TUNIS, Tunisia — Prime Minister Youssef Chahed of Tunisia on Friday prohibited anyone wearing the niqab, a religious covering for the face with only an opening for the eyes, from entering public institutions and government offices, citing security reasons.

After Tunisia’s 2011 revolution, which started the Arab Spring, an Islamist political party came to power and Tunisians were divided over use of the niqab in public spaces. There was broad public debate over women’s rights and religious freedom.

But since then, terrorist attacks and a concentrated effort to fight them mean that for much of the population, safety, and the need to clearly identify faces, have taken precedence, making Tunisia’s ban “not so surprising,” according to Amel Grami, a professor at Manouba University who studies Islam and is the author of a book about women and jihad.

“Society is aware of the necessity of security,” she said. “We have been through several heavy terrorist attacks.”

With the decision, Tunisia joined a growing number of countries, including neighboring Algeria and Morocco, to impose restrictions on the use of religious coverings in the name of security.

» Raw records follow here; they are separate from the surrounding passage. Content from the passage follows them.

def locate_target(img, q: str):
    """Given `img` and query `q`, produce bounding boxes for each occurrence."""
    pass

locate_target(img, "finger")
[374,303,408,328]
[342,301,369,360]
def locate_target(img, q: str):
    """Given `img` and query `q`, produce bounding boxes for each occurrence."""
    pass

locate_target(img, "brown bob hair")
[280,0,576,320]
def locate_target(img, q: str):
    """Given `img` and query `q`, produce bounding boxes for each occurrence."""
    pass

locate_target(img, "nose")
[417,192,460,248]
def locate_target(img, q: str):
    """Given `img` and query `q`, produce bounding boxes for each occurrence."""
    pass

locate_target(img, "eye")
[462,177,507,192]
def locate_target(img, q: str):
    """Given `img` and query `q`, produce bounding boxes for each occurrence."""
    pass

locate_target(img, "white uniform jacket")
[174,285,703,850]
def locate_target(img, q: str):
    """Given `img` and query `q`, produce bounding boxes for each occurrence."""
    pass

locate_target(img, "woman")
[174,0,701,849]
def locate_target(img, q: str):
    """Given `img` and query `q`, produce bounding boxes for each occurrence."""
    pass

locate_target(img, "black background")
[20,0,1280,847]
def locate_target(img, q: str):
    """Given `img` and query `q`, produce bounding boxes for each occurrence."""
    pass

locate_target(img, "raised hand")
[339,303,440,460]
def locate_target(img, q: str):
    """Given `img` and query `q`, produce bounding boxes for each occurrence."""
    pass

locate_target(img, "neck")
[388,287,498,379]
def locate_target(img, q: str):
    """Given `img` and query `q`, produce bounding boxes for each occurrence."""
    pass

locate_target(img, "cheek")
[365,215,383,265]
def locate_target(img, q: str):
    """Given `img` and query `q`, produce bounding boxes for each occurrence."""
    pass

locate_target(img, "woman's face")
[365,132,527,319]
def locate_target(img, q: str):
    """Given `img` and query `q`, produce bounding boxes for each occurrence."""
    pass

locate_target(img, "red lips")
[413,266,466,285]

The ban came a week after two suicide bombers attacked security forces, killing two people — a policeman and a civilian.

Later, when the police cornered the man who had coordinated the two suicide bombings, some bystanders who had witnessed the manhunt said he had been wearing a full-face veil — a rumor that was later denied by the spokesman for the Ministry of Interior, Sofiene Zaag, speaking to Tunis Afrique Press, the national press agency.

In 2014, the Ministry of Interior made an announcement about a wanted man who wore a niqab to escape the police, and began conducting security checks on people wearing the face covering.

This is not the first time religious garb was proscribed in Tunisia. Under President Zine el-Abidine Ben Ali’s long rule, the hijab, which covers only a woman’s hair and neck, was banned in public offices. They were allowed again after his ouster by the revolution in 2011.

Tunisia made fighting terrorism a priority following the attack at the Bardo National Museum in 2015, which killed 22 people, and the attack at a beach resort in Sousse the same year, which killed 38 people, most of them tourists.

Since then, there has been a consensus that anything that obscures a person’s identity, such as a niqab, can be a threat, Youssef Cherif, a political analyst, said.

“The niqab has always been a sensitive subject in Tunisia,” he said. “Now it is much less so.”

Fifteen percent of the national budget is now allocated for the fight against terrorism, and the recent attacks in Tunis revealed that the threat is still present, even if Tunisia has not witnessed a severe terrorist attack in the last three years.

Some, like Souhail Alouini, a member of Parliament, said this might be the moment to discuss banning the niqab in public spaces, “not for religious purposes, but really for security,” he said.

“We proposed a bill in 2016 about this subject and it has still not been debated,” he said. “Maybe it is time now.”

There were few dissenting voices in Tunisia on Friday.

“Tunisia is facing terrorist attacks, so every measure which is led by security motives is understandable,” said Samir Dilou, a member of Parliament and former Minister of Human Rights with the conservative, religious Ennahda party.